The main goals of post-treatment care are to:1–3
- Prevent and detect recurrent or new cancers to enable timely and appropriate management
- Prevent, identify and manage medical and psychosocial late or chronic effects of cancer and cancer treatment
- Co-ordinate care between all providers to ensure the patient’s needs are met
- Help the patient to gain greater independence and self-management of their ongoing health and wellbeing
Surveillance for lung cancer recurrence and new cancer development
Recurrence and second primary cancer rates following lung cancer are variable and influenced by many factors, including:4, 5
- Ongoing risk factors, e.g. smoking
- Characteristics of the original malignancy
- Increased contact with healthcare leading to detection and diagnosis of a second primary cancer
Approximately half of people with lung cancer who undergo curative-intent surgery will have a local or distant
recurrence,6 with higher rates in those with larger tumours or occult lymph node metastases. The risk
of lung cancer recurrence is greatest within the first two years post-treatment.6 Distant recurrence often occurs
earlier than local recurrence.7 Local recurrence following surgery is reported in approximately one-quarter
of cases.8 Approximately 40% of people with limited stage small cell lung cancer (SCLC) will have recurrence
within the first year following chemoradiation, increasing to 60% in the first three years following treatment.6 Treatment
options following recurrence of SCLC may be limited; treatment is often palliative and symptom-based, but oligometastases* can
be treated curatively and second-line palliative treatments can improve quality of life and survival. For people with non-small
cell lung cancer (NSCL), treatment options and outcomes are more variable, depending on the specific type of cancer and
access to treatments.
*Metastatic disease (i.e. distant spread of cancer) that is limited in the extent, number and
distribution of tumours, responsive to local treatment
People who have had lung cancer are at risk of any second primary cancer; common second cancers include
head and neck, thyroid, pancreatic and bladder cancers.4 The risk of developing a new primary lung cancer two
or more years following curative-intent treatment is 1.5 – 2% per year.6
Primary care is well placed to provide follow-up and surveillance care
While follow-up of people treated for lung cancer has traditionally taken place in secondary care, in many instances this
can be provided in the community, e.g. by a general practitioner or nurse practitioner, or via outpatient services with
a clinical nurse specialist.2 One of the benefits of primary care-led follow-up is the provision of “survivorship”

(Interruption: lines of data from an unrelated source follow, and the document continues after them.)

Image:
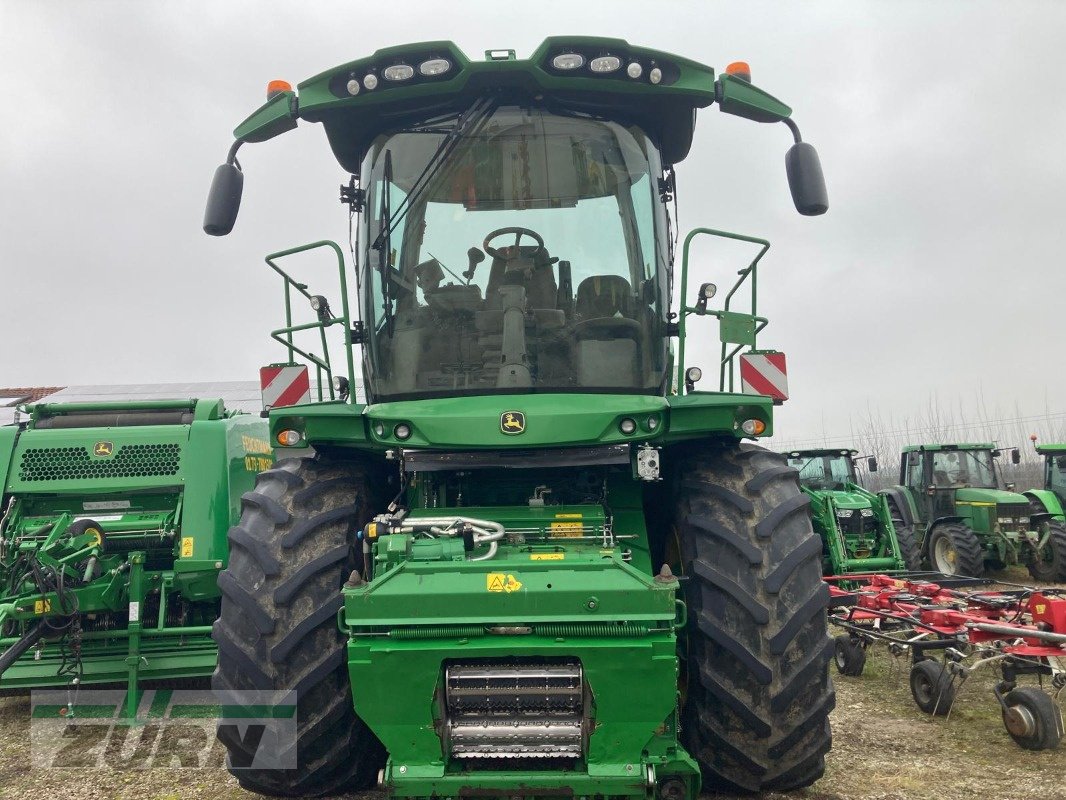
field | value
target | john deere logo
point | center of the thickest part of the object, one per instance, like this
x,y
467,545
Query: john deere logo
x,y
513,421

care that encompasses the patient’s cancer-related care, as well as management of co-morbidities and other health and wellbeing
needs, including lifestyle interventions (e.g. smoking cessation, reducing alcohol intake, improved diet) and psychological
support (see: “Psychological symptoms and cognitive changes following lung cancer treatment”).9 Potential
issues with primary care-led follow-up include the time constraints on general practice and additional cost to patients
of primary care appointments, which can be a significant factor. Telephone follow-up with a nurse, where appropriate, may
help to mitigate this cost for the patient.
A lung cancer toolkit for patients has been developed by the Lung Foundation NZ:
https://lungfoundation.org.nz/wp-content/uploads/2018/11/LFNZ-TOOLKIT-A4-Poster.pdf
Lung cancer treatment and survival in New Zealand
Te Aho o Te Kahu, Cancer Control Agency, released a lung cancer quality improvement monitoring report early in 2021 that
included data on treatment and survival. Key findings of the report included:10
- The survival rate for people diagnosed with lung cancer between 2015 and 2017 was 42% at one year, 38% at two years
and 21% at three years post-diagnosis
- Survival rates were lower in Māori, males and people living in areas of high socio-economic deprivation
- Between 2015 and 2018:
- 17% of people with NSCLC underwent curative surgical resection; rates were lowest in Māori (13.4%) and Pacific peoples
(12.2%)
- 30% of people with NSCLC and 70% with SCLC received systemic anti-cancer treatment
- 6% of people with NSCLC and 11% with SCLC received concurrent chemotherapy and radiation treatment
The full report is available from:
https://teaho.govt.nz
The primary care provider and patient should have access to a treatment summary
On completion of cancer treatment, it is the treating specialist’s responsibility to share a copy of the patient’s treatment
summary with their primary care provider (this should be able to be accessed electronically via a shared record storage
system); a plain language summary should also be provided to the patient and their family/whānau.2
The treatment summary should contain information on the:2
- Diagnosis
- Treatments
received and when completed
- Long-term
adverse effects that may occur and any laboratory monitoring or other investigations required
- Documentation
that the patient and their family/whānau understand the diagnosis and treatment, that prognosis has been discussed
and any advance care planning
- Symptoms
and signs that may indicate recurrence and need for further investigation
- Contact
information for key care providers
- Follow-up
plan that includes the providers involved, the frequency/ duration of follow-up (typically five years) and clear
lines of responsibility
The frequency and type of follow-up care is individualised
The frequency and type of follow-up care will be specified in the treatment plan. All patients should have a follow-up
appointment with the treating specialist within six weeks of completing treatment to assess for complications and to discuss
ongoing care. If there are unresolved complications of treatment, a second review with the treating specialist should take
place at three months post-treatment.2 Many patients can have their longer-term follow-up and supportive care
provided in the community, in accordance with their treatment plan. Other healthcare providers who may be involved, depending
on the needs of the patient, include physiotherapy, occupational therapy, social work, dietetics, counselling and palliative
care.
Routine chest X-ray is not recommended for surveillance
There is limited evidence to guide the use of routine surveillance imaging following curative-intent lung cancer treatment.2 The
National Lung Cancer Working Group recommends all patients undergo a chest X-ray at three months post-treatment, reviewed
by the treating specialist.2 Additional imaging (repeat chest X-ray or referral* for chest CT)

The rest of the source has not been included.